What does it look like to offer our emotions to God? We must be in tune with how we feel. Write it down. Tell brothers and sisters you trust. But most importantly, cast your burdensome emotional responses to life on the God who’s all ears (1 Peter 5:7). Never ignore the door of communication that God opened through the blood of his Son. Make a point to pray often (1 Thessalonians 5:16). Through the process of explaining, and describing your emotions you’ll gain levels of awareness of your feelings fueled by the godly wisdom of the people around you.
- God’s Presence Changes Us
God comforts his people by simply informing them that he’ll be there (1 Chronicles 28:20, Deuteronomy 31:6-8, Isaiah 41:10-13, Matthew 28:20, Hebrews 13:5-6 – and there’s a lot more). This isn’t just the relief that a child gets at the presence of her mom in the middle of the night (but it includes that). God’s presence with his people is a promise (John 14:15-17) made real by the Holy Spirit inside us.
By the transformative effort and power of the Spirit, we change. You heard that right. God produces tangible testimonies of life-altering, divinely-accomplished change. Who we are matures into Christ-likeness–and that includes our emotions. Because, at the heart of following God is an employment of our hearts: we love God, and love others (Matthew 22:40). Redeemed emotions are a powerful tool that God patiently gardens within us in our pursuit of discipleship.

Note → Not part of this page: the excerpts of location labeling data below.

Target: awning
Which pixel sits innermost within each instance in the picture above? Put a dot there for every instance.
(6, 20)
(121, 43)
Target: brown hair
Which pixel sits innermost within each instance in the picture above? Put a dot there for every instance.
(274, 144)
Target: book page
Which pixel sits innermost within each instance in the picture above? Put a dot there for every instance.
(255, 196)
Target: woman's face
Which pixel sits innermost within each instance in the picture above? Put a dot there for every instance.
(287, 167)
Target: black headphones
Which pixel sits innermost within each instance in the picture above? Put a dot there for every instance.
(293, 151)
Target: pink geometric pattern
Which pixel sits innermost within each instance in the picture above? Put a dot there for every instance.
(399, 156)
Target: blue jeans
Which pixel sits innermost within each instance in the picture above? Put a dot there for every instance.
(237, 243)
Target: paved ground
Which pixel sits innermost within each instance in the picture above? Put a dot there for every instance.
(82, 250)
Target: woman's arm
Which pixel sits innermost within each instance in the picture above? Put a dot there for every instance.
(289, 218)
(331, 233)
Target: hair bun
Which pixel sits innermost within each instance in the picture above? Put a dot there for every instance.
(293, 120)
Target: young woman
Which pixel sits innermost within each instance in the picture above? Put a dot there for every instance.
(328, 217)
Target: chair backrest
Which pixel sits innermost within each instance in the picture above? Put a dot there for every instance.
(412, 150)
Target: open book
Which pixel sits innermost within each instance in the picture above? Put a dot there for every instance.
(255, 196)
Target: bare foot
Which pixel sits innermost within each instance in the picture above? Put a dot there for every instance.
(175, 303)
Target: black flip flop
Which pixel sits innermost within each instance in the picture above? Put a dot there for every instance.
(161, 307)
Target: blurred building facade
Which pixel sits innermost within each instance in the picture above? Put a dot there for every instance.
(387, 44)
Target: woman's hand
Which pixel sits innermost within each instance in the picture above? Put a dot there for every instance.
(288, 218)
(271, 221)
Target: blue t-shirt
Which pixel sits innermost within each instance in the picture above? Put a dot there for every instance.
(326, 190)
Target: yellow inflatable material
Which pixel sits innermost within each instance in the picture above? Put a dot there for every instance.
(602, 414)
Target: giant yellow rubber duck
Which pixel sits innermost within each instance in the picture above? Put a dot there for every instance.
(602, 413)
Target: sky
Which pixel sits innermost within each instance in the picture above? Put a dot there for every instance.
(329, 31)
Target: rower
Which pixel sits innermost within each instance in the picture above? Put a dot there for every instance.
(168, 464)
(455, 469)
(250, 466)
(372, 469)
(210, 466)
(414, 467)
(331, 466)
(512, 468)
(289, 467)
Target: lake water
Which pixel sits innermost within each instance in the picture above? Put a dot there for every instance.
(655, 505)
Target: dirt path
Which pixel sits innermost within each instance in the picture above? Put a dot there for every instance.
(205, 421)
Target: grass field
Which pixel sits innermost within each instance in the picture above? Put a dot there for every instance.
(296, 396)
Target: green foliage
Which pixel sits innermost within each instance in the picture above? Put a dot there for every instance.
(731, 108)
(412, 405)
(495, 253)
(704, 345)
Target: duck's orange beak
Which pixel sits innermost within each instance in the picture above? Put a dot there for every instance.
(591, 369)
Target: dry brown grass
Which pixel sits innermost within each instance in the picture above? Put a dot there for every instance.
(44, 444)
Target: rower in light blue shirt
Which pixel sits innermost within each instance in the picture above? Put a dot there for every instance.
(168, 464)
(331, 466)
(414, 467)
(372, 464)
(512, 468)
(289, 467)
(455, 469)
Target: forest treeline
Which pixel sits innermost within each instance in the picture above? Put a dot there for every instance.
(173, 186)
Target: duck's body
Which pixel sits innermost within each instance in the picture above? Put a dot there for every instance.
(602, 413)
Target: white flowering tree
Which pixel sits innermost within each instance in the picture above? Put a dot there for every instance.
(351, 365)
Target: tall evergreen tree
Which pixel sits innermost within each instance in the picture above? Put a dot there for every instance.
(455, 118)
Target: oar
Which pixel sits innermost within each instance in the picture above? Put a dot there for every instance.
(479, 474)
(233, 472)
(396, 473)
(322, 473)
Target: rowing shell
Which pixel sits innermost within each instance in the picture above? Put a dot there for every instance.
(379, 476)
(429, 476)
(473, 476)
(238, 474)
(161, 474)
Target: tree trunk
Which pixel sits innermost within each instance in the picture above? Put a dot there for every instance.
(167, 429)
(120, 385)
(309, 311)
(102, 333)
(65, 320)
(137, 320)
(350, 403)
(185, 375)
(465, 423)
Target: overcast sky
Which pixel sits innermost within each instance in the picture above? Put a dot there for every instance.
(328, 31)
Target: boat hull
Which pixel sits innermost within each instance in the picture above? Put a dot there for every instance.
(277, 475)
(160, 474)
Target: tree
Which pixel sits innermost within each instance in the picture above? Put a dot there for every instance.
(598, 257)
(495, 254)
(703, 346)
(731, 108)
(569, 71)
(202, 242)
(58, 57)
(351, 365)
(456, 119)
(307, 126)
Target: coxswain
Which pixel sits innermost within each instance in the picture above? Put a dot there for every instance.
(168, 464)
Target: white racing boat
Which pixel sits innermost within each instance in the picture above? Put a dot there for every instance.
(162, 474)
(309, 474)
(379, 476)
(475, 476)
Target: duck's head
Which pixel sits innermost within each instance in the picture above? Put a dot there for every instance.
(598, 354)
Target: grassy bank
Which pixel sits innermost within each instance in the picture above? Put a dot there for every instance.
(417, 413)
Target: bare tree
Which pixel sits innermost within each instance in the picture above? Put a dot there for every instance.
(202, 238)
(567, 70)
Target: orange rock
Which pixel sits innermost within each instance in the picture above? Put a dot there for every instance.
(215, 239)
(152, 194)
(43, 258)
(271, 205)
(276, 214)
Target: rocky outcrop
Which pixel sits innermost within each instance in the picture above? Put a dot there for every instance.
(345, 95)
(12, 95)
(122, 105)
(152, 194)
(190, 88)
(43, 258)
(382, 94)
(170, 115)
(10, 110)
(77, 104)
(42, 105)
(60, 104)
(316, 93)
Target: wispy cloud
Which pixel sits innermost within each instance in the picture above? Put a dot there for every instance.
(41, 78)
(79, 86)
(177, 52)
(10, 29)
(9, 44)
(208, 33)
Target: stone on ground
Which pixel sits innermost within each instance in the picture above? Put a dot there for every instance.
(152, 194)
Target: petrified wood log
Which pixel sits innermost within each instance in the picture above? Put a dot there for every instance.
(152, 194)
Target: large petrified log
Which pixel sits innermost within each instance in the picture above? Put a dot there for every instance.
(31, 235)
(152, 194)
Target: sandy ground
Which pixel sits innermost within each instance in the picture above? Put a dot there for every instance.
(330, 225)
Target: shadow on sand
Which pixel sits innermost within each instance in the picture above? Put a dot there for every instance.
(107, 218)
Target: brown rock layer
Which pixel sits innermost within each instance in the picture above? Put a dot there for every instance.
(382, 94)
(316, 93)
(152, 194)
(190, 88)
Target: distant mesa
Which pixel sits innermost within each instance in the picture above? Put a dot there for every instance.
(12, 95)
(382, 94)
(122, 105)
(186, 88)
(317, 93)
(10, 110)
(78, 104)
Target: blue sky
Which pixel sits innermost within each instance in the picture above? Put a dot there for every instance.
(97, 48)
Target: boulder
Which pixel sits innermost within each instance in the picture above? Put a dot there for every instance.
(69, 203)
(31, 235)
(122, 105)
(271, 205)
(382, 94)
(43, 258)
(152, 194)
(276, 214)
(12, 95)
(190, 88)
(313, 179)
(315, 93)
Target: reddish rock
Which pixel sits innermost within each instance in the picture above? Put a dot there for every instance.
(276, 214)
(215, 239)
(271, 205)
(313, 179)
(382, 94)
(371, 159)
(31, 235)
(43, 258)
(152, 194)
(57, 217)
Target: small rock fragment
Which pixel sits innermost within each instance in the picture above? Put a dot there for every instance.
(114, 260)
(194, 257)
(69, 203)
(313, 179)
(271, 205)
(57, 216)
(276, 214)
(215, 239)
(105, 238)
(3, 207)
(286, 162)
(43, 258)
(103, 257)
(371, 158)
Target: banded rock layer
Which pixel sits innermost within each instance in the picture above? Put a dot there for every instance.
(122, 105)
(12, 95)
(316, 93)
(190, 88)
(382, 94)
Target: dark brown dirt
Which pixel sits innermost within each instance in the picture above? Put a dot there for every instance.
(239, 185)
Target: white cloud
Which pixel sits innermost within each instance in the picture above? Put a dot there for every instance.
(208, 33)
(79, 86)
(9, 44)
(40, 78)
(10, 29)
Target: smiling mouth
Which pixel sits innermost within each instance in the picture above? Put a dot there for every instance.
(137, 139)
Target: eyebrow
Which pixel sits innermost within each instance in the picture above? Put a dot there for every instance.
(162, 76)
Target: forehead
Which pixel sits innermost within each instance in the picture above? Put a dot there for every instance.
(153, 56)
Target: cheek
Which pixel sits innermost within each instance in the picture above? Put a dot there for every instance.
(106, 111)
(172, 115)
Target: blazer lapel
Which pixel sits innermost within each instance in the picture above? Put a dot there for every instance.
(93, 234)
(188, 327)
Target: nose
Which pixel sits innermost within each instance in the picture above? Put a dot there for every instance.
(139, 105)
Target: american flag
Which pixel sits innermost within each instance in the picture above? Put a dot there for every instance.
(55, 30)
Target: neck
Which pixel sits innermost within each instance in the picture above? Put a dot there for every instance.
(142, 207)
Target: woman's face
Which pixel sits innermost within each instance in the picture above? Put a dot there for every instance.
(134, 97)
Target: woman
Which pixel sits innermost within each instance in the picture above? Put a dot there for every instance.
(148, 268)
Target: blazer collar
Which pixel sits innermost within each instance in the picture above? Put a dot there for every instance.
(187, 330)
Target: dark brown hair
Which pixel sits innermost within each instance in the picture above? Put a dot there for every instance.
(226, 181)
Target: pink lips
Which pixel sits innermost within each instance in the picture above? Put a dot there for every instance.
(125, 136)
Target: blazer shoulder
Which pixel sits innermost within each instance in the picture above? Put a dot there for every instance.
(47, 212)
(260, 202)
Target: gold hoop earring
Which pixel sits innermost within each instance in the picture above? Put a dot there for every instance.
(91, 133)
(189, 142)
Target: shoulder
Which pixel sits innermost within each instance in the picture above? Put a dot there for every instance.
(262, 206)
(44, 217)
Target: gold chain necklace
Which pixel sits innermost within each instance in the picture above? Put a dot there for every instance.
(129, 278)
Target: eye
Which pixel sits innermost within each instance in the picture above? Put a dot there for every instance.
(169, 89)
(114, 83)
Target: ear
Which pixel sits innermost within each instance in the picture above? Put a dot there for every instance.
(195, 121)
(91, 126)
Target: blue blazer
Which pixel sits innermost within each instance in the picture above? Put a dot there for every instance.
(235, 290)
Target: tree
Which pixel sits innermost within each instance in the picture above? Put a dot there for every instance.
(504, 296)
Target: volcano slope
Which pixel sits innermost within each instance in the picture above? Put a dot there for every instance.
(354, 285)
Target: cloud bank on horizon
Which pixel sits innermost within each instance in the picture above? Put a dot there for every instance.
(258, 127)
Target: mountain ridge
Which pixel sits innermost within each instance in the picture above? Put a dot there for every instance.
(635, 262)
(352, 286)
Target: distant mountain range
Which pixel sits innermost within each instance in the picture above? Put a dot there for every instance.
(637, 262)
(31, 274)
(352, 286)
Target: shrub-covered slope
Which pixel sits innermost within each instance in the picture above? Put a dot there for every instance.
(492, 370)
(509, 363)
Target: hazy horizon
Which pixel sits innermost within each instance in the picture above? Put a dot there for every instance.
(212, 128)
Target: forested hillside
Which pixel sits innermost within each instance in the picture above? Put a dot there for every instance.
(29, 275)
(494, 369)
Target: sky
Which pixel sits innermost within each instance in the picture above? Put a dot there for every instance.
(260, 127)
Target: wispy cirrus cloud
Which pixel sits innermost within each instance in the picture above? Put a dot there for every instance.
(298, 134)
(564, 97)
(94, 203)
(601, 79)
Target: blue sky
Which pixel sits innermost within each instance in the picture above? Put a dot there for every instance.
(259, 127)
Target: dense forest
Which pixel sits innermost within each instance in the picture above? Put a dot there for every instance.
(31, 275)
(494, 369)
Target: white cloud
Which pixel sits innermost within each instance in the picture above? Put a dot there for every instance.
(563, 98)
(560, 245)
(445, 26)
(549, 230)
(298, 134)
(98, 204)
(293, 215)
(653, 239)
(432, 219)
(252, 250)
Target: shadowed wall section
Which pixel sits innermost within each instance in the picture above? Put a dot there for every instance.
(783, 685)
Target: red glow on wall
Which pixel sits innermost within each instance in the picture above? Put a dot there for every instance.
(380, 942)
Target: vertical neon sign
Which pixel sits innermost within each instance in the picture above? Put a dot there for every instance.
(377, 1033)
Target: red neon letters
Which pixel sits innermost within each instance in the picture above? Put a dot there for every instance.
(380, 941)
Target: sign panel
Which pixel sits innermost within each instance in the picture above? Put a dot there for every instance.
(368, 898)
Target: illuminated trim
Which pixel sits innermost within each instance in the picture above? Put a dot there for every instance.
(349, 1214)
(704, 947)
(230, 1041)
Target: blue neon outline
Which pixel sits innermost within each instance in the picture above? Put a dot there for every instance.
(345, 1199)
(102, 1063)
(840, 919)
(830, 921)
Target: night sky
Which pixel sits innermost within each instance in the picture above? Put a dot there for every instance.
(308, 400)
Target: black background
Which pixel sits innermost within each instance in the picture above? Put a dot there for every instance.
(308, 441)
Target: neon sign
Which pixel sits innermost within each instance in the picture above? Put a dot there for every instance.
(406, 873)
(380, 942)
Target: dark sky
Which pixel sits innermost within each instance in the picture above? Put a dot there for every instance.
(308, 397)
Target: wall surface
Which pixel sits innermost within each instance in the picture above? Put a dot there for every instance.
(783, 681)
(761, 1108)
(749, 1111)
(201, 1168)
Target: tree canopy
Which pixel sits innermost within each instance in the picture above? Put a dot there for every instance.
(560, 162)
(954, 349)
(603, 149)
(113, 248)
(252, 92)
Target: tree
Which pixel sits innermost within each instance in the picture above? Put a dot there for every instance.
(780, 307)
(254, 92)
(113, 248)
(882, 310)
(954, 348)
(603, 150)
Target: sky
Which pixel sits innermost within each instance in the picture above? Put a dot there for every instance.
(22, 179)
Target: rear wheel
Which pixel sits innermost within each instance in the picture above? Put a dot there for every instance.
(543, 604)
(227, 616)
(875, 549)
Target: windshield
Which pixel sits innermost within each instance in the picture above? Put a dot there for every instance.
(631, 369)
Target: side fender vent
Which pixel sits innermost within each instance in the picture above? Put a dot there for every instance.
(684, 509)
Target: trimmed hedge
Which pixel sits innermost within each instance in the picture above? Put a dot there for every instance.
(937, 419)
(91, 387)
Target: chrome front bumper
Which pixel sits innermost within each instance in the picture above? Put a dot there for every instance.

So, what’s the security code to the headquarters of our emotions? Knowing that they’re God-designed, broken, and being redeemed. We get the unique opportunity to hold to the Anchor of our souls in the middle of the troubling waters of life–no matter how we feel at any given moment. Fluctuating emotions remind us of our God whose character never changes and will never take away his transformative Spirit inside us.
“By this we will know that we are of the truth and reassure our heart before him; for whenever our heart condemns us, God is greater than our heart, and he knows everything. Beloved, if our heart does not condemn us, we have confidence before God; and whatever we ask we receive from him, because we keep his commandments and do what pleases him. And this is his commandment, that we believe in the name of his Son Jesus Christ and love one another, just as he has commanded us. Whoever keeps his commandments abides in God, and God in him. And by this we know that he abides in us, by the Spirit whom he has given us.”